The order of the Appellate Division should be modified by dismissing the count of the indictment charging defendant with criminally negligent homicide; and, as so modified, affirmed.
There was evidence before the grand jury that, in the early morning hours of March 29, 2006, defendant was driving eastbound on Cropsey Avenue in Brooklyn and intended to enter the westbound lanes of the Belt Parkway. Defendant, who was sober and had not been speeding, missed the entrance ramp and mistakenly drove onto the exit ramp for westbound traffic. Attempting to correct his mistake, defendant slowly made a U-turn across the three westbound lanes of traffic. He had almost completed the turn when a westbound motorcycle struck his driver's side door. The 20-year-old operator of the motorcycle was killed.
Viewing the evidence in the light most favorable to the People, defendant's motion seeking to dismiss the count of the indictment charging him with criminally negligent homicide must be granted.
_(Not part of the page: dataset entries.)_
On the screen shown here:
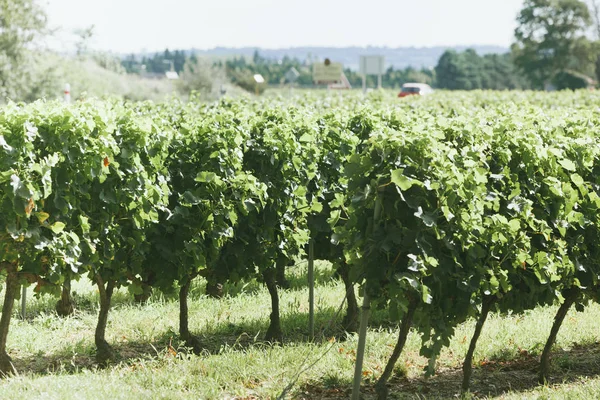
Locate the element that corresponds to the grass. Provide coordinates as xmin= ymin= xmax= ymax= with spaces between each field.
xmin=0 ymin=263 xmax=600 ymax=399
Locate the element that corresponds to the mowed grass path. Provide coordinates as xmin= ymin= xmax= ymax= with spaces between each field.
xmin=0 ymin=263 xmax=600 ymax=399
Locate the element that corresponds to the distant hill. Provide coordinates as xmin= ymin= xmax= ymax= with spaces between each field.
xmin=186 ymin=46 xmax=509 ymax=70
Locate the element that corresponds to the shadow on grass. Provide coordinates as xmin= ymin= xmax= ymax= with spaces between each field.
xmin=302 ymin=343 xmax=600 ymax=400
xmin=21 ymin=260 xmax=337 ymax=320
xmin=8 ymin=308 xmax=347 ymax=375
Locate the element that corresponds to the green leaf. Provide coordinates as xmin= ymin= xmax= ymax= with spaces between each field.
xmin=392 ymin=169 xmax=423 ymax=191
xmin=50 ymin=221 xmax=66 ymax=234
xmin=558 ymin=158 xmax=577 ymax=171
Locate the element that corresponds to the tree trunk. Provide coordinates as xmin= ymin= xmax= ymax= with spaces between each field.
xmin=94 ymin=275 xmax=115 ymax=365
xmin=55 ymin=279 xmax=75 ymax=317
xmin=0 ymin=263 xmax=19 ymax=376
xmin=263 ymin=268 xmax=283 ymax=343
xmin=538 ymin=288 xmax=579 ymax=384
xmin=462 ymin=296 xmax=494 ymax=392
xmin=338 ymin=261 xmax=358 ymax=332
xmin=179 ymin=278 xmax=203 ymax=354
xmin=375 ymin=300 xmax=419 ymax=400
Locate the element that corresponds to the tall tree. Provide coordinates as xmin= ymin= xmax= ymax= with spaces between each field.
xmin=0 ymin=0 xmax=46 ymax=100
xmin=589 ymin=0 xmax=600 ymax=82
xmin=512 ymin=0 xmax=591 ymax=89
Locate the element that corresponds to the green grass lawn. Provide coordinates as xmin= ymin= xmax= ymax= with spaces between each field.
xmin=0 ymin=263 xmax=600 ymax=399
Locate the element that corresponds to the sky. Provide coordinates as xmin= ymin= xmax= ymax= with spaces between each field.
xmin=40 ymin=0 xmax=523 ymax=53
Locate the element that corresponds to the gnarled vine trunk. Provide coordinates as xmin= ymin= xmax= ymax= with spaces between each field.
xmin=462 ymin=296 xmax=495 ymax=392
xmin=263 ymin=268 xmax=283 ymax=343
xmin=94 ymin=275 xmax=116 ymax=365
xmin=375 ymin=300 xmax=419 ymax=400
xmin=0 ymin=263 xmax=19 ymax=376
xmin=338 ymin=261 xmax=358 ymax=332
xmin=538 ymin=288 xmax=579 ymax=384
xmin=179 ymin=277 xmax=203 ymax=354
xmin=55 ymin=279 xmax=75 ymax=317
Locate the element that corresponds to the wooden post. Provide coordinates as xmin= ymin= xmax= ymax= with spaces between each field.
xmin=21 ymin=285 xmax=27 ymax=319
xmin=352 ymin=193 xmax=383 ymax=400
xmin=308 ymin=238 xmax=315 ymax=340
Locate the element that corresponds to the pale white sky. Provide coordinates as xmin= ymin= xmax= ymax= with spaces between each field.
xmin=40 ymin=0 xmax=523 ymax=53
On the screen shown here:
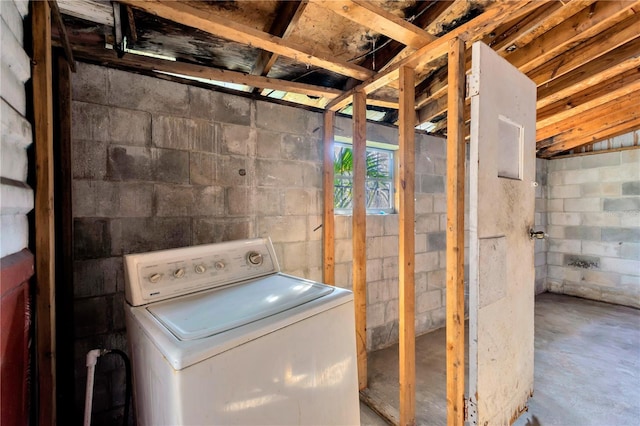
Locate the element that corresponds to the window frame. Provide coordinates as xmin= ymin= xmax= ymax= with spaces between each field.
xmin=332 ymin=138 xmax=398 ymax=216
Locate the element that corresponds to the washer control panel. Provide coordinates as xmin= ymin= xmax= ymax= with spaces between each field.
xmin=124 ymin=238 xmax=280 ymax=306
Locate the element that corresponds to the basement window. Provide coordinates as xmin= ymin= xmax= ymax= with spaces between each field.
xmin=333 ymin=142 xmax=394 ymax=214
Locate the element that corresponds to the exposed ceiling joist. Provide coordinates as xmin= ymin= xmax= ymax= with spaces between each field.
xmin=74 ymin=47 xmax=342 ymax=99
xmin=314 ymin=0 xmax=436 ymax=49
xmin=121 ymin=0 xmax=373 ymax=80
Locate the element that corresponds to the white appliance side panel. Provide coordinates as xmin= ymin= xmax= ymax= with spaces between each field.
xmin=134 ymin=302 xmax=360 ymax=426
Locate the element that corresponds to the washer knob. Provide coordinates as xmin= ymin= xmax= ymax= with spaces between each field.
xmin=247 ymin=251 xmax=263 ymax=266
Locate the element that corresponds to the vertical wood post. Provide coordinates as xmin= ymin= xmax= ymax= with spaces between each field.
xmin=322 ymin=111 xmax=336 ymax=285
xmin=446 ymin=38 xmax=465 ymax=426
xmin=352 ymin=92 xmax=367 ymax=389
xmin=31 ymin=1 xmax=56 ymax=425
xmin=398 ymin=67 xmax=416 ymax=426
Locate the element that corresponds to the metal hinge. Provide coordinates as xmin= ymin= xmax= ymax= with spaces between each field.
xmin=464 ymin=398 xmax=478 ymax=425
xmin=467 ymin=74 xmax=480 ymax=98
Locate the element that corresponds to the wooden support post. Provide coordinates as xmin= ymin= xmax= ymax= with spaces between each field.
xmin=31 ymin=1 xmax=56 ymax=426
xmin=352 ymin=92 xmax=367 ymax=390
xmin=398 ymin=67 xmax=416 ymax=426
xmin=322 ymin=111 xmax=336 ymax=285
xmin=446 ymin=38 xmax=465 ymax=426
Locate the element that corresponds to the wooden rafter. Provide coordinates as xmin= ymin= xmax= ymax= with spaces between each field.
xmin=121 ymin=0 xmax=373 ymax=80
xmin=67 ymin=47 xmax=342 ymax=99
xmin=315 ymin=0 xmax=436 ymax=49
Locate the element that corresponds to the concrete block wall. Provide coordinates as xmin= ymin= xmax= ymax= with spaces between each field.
xmin=335 ymin=113 xmax=446 ymax=350
xmin=547 ymin=149 xmax=640 ymax=308
xmin=72 ymin=63 xmax=322 ymax=424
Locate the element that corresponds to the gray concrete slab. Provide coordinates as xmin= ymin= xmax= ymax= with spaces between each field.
xmin=361 ymin=293 xmax=640 ymax=426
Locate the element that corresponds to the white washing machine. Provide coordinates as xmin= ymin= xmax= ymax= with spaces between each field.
xmin=124 ymin=239 xmax=360 ymax=426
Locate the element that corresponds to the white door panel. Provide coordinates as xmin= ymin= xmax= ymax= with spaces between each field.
xmin=469 ymin=43 xmax=536 ymax=426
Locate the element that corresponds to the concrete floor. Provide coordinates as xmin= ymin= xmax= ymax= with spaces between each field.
xmin=361 ymin=293 xmax=640 ymax=426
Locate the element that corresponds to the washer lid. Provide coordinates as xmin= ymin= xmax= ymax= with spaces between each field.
xmin=147 ymin=274 xmax=333 ymax=340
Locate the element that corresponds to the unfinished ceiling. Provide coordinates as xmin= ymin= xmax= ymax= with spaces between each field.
xmin=54 ymin=0 xmax=640 ymax=158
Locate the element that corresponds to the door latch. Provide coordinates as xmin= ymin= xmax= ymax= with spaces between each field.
xmin=529 ymin=229 xmax=547 ymax=240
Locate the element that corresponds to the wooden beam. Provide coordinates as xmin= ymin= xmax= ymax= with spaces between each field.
xmin=314 ymin=0 xmax=436 ymax=49
xmin=322 ymin=111 xmax=336 ymax=285
xmin=31 ymin=1 xmax=57 ymax=426
xmin=536 ymin=68 xmax=640 ymax=121
xmin=536 ymin=74 xmax=640 ymax=129
xmin=49 ymin=0 xmax=76 ymax=72
xmin=505 ymin=0 xmax=640 ymax=73
xmin=398 ymin=67 xmax=416 ymax=426
xmin=121 ymin=0 xmax=373 ymax=80
xmin=251 ymin=0 xmax=308 ymax=76
xmin=536 ymin=40 xmax=640 ymax=108
xmin=527 ymin=14 xmax=640 ymax=86
xmin=326 ymin=0 xmax=545 ymax=111
xmin=536 ymin=91 xmax=640 ymax=141
xmin=69 ymin=47 xmax=342 ymax=98
xmin=538 ymin=116 xmax=640 ymax=158
xmin=446 ymin=35 xmax=466 ymax=426
xmin=352 ymin=92 xmax=367 ymax=390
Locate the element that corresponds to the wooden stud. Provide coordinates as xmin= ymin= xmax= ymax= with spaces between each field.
xmin=352 ymin=92 xmax=367 ymax=389
xmin=32 ymin=1 xmax=57 ymax=426
xmin=322 ymin=111 xmax=336 ymax=285
xmin=446 ymin=39 xmax=465 ymax=426
xmin=398 ymin=67 xmax=416 ymax=426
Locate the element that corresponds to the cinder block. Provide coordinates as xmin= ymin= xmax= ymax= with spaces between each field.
xmin=73 ymin=257 xmax=124 ymax=298
xmin=255 ymin=159 xmax=304 ymax=187
xmin=211 ymin=91 xmax=252 ymax=126
xmin=549 ymin=238 xmax=581 ymax=253
xmin=581 ymin=212 xmax=620 ymax=226
xmin=189 ymin=152 xmax=218 ymax=185
xmin=73 ymin=218 xmax=112 ymax=260
xmin=427 ymin=232 xmax=447 ymax=251
xmin=550 ymin=185 xmax=582 ymax=199
xmin=366 ymin=259 xmax=383 ymax=282
xmin=216 ymin=155 xmax=251 ymax=186
xmin=420 ymin=174 xmax=444 ymax=194
xmin=153 ymin=115 xmax=216 ymax=152
xmin=383 ymin=214 xmax=400 ymax=235
xmin=415 ymin=193 xmax=433 ymax=215
xmin=603 ymin=197 xmax=640 ymax=212
xmin=564 ymin=198 xmax=602 ymax=212
xmin=549 ymin=212 xmax=581 ymax=226
xmin=600 ymin=257 xmax=640 ymax=275
xmin=622 ymin=181 xmax=640 ymax=195
xmin=564 ymin=226 xmax=600 ymax=241
xmin=602 ymin=228 xmax=640 ymax=243
xmin=111 ymin=217 xmax=192 ymax=257
xmin=620 ymin=243 xmax=640 ymax=260
xmin=416 ymin=214 xmax=440 ymax=233
xmin=582 ymin=241 xmax=620 ymax=257
xmin=220 ymin=124 xmax=257 ymax=157
xmin=379 ymin=235 xmax=399 ymax=257
xmin=71 ymin=101 xmax=109 ymax=142
xmin=415 ymin=251 xmax=440 ymax=272
xmin=256 ymin=129 xmax=283 ymax=159
xmin=257 ymin=216 xmax=307 ymax=243
xmin=193 ymin=218 xmax=251 ymax=244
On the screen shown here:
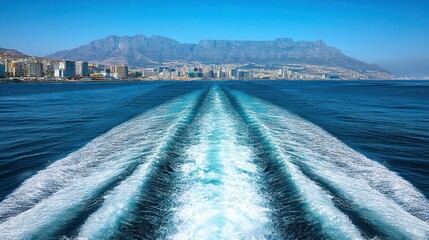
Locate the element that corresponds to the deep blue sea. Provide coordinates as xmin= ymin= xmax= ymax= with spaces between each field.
xmin=0 ymin=81 xmax=429 ymax=239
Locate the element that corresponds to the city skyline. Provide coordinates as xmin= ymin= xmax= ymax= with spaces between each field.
xmin=0 ymin=0 xmax=429 ymax=66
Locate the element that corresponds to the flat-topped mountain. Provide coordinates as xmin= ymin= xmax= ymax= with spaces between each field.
xmin=48 ymin=35 xmax=384 ymax=71
xmin=0 ymin=48 xmax=25 ymax=55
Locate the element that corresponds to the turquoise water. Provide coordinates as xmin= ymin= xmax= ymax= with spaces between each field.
xmin=0 ymin=81 xmax=429 ymax=239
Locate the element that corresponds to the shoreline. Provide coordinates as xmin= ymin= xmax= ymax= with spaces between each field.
xmin=0 ymin=78 xmax=429 ymax=84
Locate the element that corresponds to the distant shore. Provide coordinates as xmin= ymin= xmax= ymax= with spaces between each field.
xmin=0 ymin=78 xmax=429 ymax=84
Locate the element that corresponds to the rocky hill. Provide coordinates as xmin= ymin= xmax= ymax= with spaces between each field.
xmin=47 ymin=35 xmax=384 ymax=71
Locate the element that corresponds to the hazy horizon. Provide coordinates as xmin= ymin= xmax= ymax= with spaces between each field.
xmin=0 ymin=0 xmax=429 ymax=74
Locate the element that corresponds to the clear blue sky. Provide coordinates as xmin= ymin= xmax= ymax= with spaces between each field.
xmin=0 ymin=0 xmax=429 ymax=62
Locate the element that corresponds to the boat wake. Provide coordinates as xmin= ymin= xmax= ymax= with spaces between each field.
xmin=0 ymin=85 xmax=429 ymax=239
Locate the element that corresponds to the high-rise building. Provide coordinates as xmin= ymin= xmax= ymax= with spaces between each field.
xmin=0 ymin=64 xmax=6 ymax=77
xmin=27 ymin=62 xmax=43 ymax=77
xmin=114 ymin=65 xmax=128 ymax=79
xmin=55 ymin=61 xmax=76 ymax=78
xmin=76 ymin=61 xmax=89 ymax=77
xmin=13 ymin=62 xmax=25 ymax=77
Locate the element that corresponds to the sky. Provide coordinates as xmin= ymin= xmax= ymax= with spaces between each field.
xmin=0 ymin=0 xmax=429 ymax=68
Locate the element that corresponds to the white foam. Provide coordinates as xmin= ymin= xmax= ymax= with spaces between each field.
xmin=0 ymin=92 xmax=199 ymax=239
xmin=79 ymin=91 xmax=202 ymax=239
xmin=234 ymin=92 xmax=429 ymax=239
xmin=167 ymin=87 xmax=275 ymax=239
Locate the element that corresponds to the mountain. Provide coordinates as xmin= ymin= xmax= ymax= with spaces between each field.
xmin=47 ymin=35 xmax=384 ymax=71
xmin=0 ymin=48 xmax=25 ymax=55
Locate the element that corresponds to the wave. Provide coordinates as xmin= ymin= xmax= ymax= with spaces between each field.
xmin=0 ymin=85 xmax=429 ymax=239
xmin=165 ymin=86 xmax=275 ymax=239
xmin=0 ymin=91 xmax=201 ymax=239
xmin=231 ymin=91 xmax=429 ymax=239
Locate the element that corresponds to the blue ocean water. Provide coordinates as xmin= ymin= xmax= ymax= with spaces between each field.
xmin=0 ymin=81 xmax=429 ymax=239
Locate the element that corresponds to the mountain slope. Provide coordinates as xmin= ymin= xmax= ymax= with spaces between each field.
xmin=48 ymin=35 xmax=384 ymax=71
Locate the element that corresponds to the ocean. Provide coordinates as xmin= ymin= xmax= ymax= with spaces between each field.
xmin=0 ymin=81 xmax=429 ymax=239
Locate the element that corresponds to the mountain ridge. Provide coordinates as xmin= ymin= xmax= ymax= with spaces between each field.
xmin=47 ymin=34 xmax=386 ymax=71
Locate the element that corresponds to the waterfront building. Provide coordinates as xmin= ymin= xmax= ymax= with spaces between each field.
xmin=75 ymin=61 xmax=89 ymax=77
xmin=27 ymin=62 xmax=43 ymax=77
xmin=113 ymin=65 xmax=128 ymax=79
xmin=55 ymin=61 xmax=76 ymax=78
xmin=0 ymin=64 xmax=6 ymax=77
xmin=12 ymin=62 xmax=25 ymax=77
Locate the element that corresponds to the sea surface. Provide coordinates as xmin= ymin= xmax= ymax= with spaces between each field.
xmin=0 ymin=81 xmax=429 ymax=239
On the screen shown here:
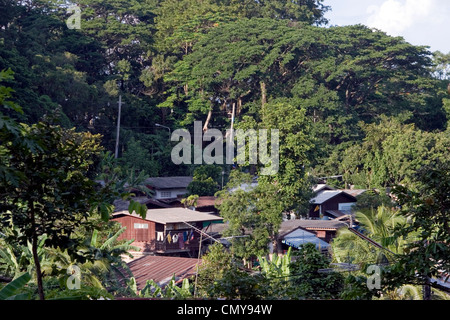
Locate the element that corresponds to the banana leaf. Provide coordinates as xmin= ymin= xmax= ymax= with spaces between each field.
xmin=0 ymin=272 xmax=31 ymax=300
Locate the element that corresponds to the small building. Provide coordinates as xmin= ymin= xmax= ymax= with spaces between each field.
xmin=279 ymin=227 xmax=330 ymax=253
xmin=113 ymin=196 xmax=171 ymax=212
xmin=127 ymin=255 xmax=202 ymax=290
xmin=113 ymin=208 xmax=223 ymax=256
xmin=313 ymin=183 xmax=336 ymax=194
xmin=144 ymin=176 xmax=192 ymax=200
xmin=309 ymin=190 xmax=357 ymax=219
xmin=278 ymin=219 xmax=347 ymax=243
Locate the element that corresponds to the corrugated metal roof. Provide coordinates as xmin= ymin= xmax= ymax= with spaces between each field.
xmin=281 ymin=228 xmax=330 ymax=250
xmin=325 ymin=210 xmax=352 ymax=218
xmin=113 ymin=197 xmax=170 ymax=212
xmin=313 ymin=183 xmax=336 ymax=193
xmin=310 ymin=190 xmax=356 ymax=204
xmin=342 ymin=189 xmax=367 ymax=197
xmin=113 ymin=208 xmax=223 ymax=224
xmin=128 ymin=255 xmax=201 ymax=290
xmin=196 ymin=196 xmax=217 ymax=208
xmin=145 ymin=176 xmax=192 ymax=189
xmin=279 ymin=219 xmax=347 ymax=235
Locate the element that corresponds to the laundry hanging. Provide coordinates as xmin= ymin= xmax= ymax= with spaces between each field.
xmin=178 ymin=232 xmax=184 ymax=249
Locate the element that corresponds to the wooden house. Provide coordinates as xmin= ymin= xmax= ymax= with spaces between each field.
xmin=278 ymin=219 xmax=347 ymax=243
xmin=113 ymin=208 xmax=223 ymax=256
xmin=309 ymin=190 xmax=357 ymax=219
xmin=144 ymin=176 xmax=192 ymax=201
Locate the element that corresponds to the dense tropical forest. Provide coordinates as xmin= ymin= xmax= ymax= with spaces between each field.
xmin=0 ymin=0 xmax=450 ymax=299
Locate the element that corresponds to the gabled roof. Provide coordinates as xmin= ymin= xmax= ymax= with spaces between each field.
xmin=144 ymin=176 xmax=193 ymax=189
xmin=325 ymin=210 xmax=351 ymax=218
xmin=342 ymin=189 xmax=367 ymax=197
xmin=196 ymin=196 xmax=218 ymax=208
xmin=113 ymin=208 xmax=223 ymax=224
xmin=313 ymin=183 xmax=336 ymax=193
xmin=281 ymin=228 xmax=330 ymax=249
xmin=278 ymin=219 xmax=347 ymax=236
xmin=309 ymin=190 xmax=357 ymax=204
xmin=128 ymin=255 xmax=201 ymax=290
xmin=113 ymin=197 xmax=170 ymax=212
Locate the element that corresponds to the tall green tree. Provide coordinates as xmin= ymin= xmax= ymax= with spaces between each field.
xmin=385 ymin=162 xmax=450 ymax=300
xmin=0 ymin=122 xmax=109 ymax=299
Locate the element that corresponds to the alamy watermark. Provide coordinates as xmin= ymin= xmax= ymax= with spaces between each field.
xmin=367 ymin=265 xmax=381 ymax=290
xmin=171 ymin=121 xmax=280 ymax=175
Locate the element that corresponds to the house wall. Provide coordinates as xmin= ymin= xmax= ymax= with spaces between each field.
xmin=154 ymin=188 xmax=187 ymax=199
xmin=113 ymin=216 xmax=203 ymax=253
xmin=309 ymin=194 xmax=356 ymax=218
xmin=113 ymin=216 xmax=156 ymax=252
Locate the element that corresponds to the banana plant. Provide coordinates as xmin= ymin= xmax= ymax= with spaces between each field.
xmin=259 ymin=247 xmax=292 ymax=277
xmin=0 ymin=272 xmax=31 ymax=300
xmin=138 ymin=275 xmax=193 ymax=299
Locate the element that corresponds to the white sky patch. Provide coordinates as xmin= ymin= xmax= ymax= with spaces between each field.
xmin=367 ymin=0 xmax=439 ymax=36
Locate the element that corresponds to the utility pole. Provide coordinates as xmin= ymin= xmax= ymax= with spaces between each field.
xmin=115 ymin=95 xmax=122 ymax=159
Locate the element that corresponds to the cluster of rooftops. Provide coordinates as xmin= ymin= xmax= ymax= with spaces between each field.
xmin=108 ymin=177 xmax=365 ymax=287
Defendant's decision to make a U-turn across three lanes of traffic to extricate himself from a precarious situation was not wise, but it does not rise to the level of moral blameworthiness required to sustain a charge of criminally negligent homicide (see People v Cabrera, 10 NY3d 370, 378 ). The evidence was sufficient, however, to support the charge that defendant engaged in reckless driving by driving his vehicle "in a manner which unreasonably interfere[d] with the free and proper use of the public highway, or unreasonably endangere[d] users of the public highway" (Vehicle and Traffic Law § 1212).
On review of submissions pursuant to section 500.11 of the Rules, order modified by dismissing the count of the indictment charging defendant with criminally negligent homicide and, as so modified, affirmed, in a memorandum. Chief Judge Lippman and Judges Ciparick, Graffeo, Read, Smith, Pigott and Jones concur.